Mingo… uno di noi!

domenica 19 giugno 2016
Mingo De Pasquale, dopo la maturità scientifica, frequenta Giurisprudenza all'Università di Bari. Nel 1985 partecipa a Roma al corso di recitazione diretto da Nino Scardina. Comincia come animatore, imitatore, attore in spettacoli di cabaret e lavora per il teatro, per la televisione e per il cinema. È stato (ed è ancora) protagonista di programmi televisivi su Telenorba (Zero a Zero con Toti e Tata, Attenti a quei due…) e Il Graffio (con Enzo Magistà).
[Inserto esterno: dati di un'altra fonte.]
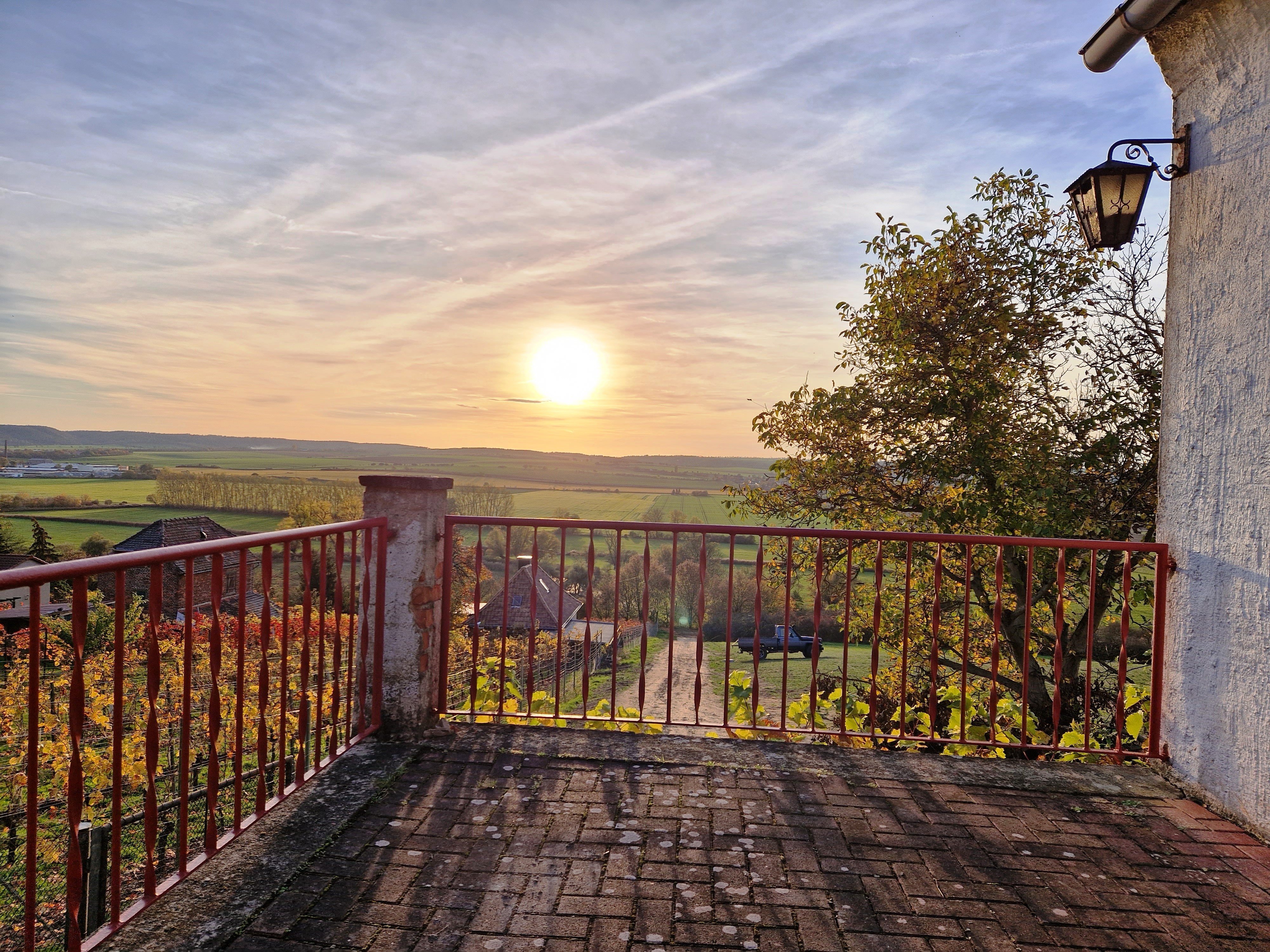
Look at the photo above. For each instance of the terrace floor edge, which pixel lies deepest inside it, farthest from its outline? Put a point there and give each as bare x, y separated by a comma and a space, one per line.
857, 766
601, 842
219, 899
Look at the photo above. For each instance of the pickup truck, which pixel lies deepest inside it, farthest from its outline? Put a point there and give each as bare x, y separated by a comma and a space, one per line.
775, 643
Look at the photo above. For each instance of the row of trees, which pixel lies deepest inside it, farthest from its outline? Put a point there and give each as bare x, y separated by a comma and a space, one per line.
250, 494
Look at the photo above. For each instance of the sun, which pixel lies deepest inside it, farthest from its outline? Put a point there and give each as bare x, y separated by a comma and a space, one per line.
566, 370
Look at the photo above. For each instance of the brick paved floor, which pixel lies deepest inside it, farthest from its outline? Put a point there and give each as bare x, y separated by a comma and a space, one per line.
496, 852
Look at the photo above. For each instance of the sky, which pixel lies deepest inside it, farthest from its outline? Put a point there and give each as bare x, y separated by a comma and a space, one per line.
361, 221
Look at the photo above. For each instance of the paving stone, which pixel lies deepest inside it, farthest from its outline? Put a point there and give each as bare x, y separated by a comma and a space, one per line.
612, 855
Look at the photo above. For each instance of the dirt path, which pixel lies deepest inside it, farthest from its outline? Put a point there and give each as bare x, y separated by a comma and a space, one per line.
683, 689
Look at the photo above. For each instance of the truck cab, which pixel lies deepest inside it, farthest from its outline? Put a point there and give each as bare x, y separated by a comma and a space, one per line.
775, 643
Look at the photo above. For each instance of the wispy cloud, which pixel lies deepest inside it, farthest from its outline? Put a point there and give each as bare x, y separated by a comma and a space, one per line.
359, 221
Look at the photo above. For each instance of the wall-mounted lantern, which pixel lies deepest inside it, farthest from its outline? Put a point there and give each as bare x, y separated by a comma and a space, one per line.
1108, 199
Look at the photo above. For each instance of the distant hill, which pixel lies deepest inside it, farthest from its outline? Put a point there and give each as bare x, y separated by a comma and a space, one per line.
501, 466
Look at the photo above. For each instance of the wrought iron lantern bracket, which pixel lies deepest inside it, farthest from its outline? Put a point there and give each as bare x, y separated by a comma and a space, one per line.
1179, 167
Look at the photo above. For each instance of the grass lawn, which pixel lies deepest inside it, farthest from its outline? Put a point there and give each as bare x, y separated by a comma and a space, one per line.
628, 675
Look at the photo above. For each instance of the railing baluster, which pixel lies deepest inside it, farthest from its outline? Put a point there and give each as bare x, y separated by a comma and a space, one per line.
507, 604
933, 696
336, 643
904, 644
477, 607
846, 639
284, 673
187, 673
382, 558
307, 611
365, 634
816, 634
153, 659
670, 643
966, 633
727, 634
319, 720
534, 621
262, 741
351, 659
1123, 670
214, 706
1090, 628
1060, 624
702, 631
877, 644
618, 625
1027, 672
759, 625
34, 653
186, 596
565, 541
76, 771
994, 691
121, 606
241, 685
586, 634
1158, 653
643, 643
785, 642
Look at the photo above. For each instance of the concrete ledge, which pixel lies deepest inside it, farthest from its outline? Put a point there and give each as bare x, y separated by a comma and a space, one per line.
222, 897
854, 766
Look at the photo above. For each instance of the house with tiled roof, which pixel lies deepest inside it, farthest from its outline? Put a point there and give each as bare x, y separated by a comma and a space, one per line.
164, 534
16, 604
553, 609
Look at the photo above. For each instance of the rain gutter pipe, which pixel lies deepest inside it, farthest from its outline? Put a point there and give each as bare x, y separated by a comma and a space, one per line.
1131, 22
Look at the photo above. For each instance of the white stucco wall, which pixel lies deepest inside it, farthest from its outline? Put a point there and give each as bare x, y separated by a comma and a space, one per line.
1215, 508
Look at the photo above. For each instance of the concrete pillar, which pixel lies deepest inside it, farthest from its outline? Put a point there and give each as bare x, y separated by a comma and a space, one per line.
1215, 441
416, 510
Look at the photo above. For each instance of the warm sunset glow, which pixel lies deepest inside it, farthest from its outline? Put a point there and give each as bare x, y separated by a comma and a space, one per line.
566, 370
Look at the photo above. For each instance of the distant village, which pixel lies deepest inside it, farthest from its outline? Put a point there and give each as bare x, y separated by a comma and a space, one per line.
50, 469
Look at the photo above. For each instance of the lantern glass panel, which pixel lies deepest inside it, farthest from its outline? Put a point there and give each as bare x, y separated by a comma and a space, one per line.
1085, 205
1108, 202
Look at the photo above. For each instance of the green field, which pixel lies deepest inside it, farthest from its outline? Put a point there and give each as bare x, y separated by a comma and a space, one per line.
623, 507
73, 534
70, 534
337, 460
708, 510
236, 460
147, 515
859, 668
115, 491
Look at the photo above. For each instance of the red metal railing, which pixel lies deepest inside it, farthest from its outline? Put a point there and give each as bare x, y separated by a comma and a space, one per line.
947, 640
257, 700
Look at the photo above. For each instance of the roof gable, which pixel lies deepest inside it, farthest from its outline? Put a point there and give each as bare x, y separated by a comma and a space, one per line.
184, 531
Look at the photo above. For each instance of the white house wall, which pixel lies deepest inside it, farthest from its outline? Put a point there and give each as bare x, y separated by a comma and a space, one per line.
1215, 508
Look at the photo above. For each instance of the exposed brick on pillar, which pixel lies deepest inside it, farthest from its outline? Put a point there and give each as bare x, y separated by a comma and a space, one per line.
416, 510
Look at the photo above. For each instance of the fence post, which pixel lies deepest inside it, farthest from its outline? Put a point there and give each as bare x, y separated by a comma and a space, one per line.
97, 879
416, 510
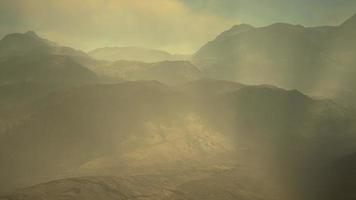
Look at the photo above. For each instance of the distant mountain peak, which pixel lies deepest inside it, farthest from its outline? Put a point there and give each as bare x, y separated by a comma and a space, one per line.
350, 22
31, 33
236, 29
Mingo è presente nei corti Lo spaventapasseri e Sali e Tabacchi, scritto e diretto da Tommy Dibari e Fabio Di Credico, e ha recitato nei cortometraggi Il Signor H, (insieme ad Alessandro Haber, diretto da Mirko Dilorenzo e prodotto da Alessandro Contessa) e Signor Gi Bi, (nel ruolo di Gino Boccasile, diretto da Nico Cirasola).  È protagonista di Gravi…danze, una commedia teatrale circa la fecondazione artificiale. Nel film Un eroe a Roma è con il regista greco Theo Angelopoulos, nel ruolo di un tassista.  È stato testimonial per tre anni della AABE, (Associazione per l'adozione a distanza dei Bambini Eritrei) e ha realizzato spot e spettacoli sociali.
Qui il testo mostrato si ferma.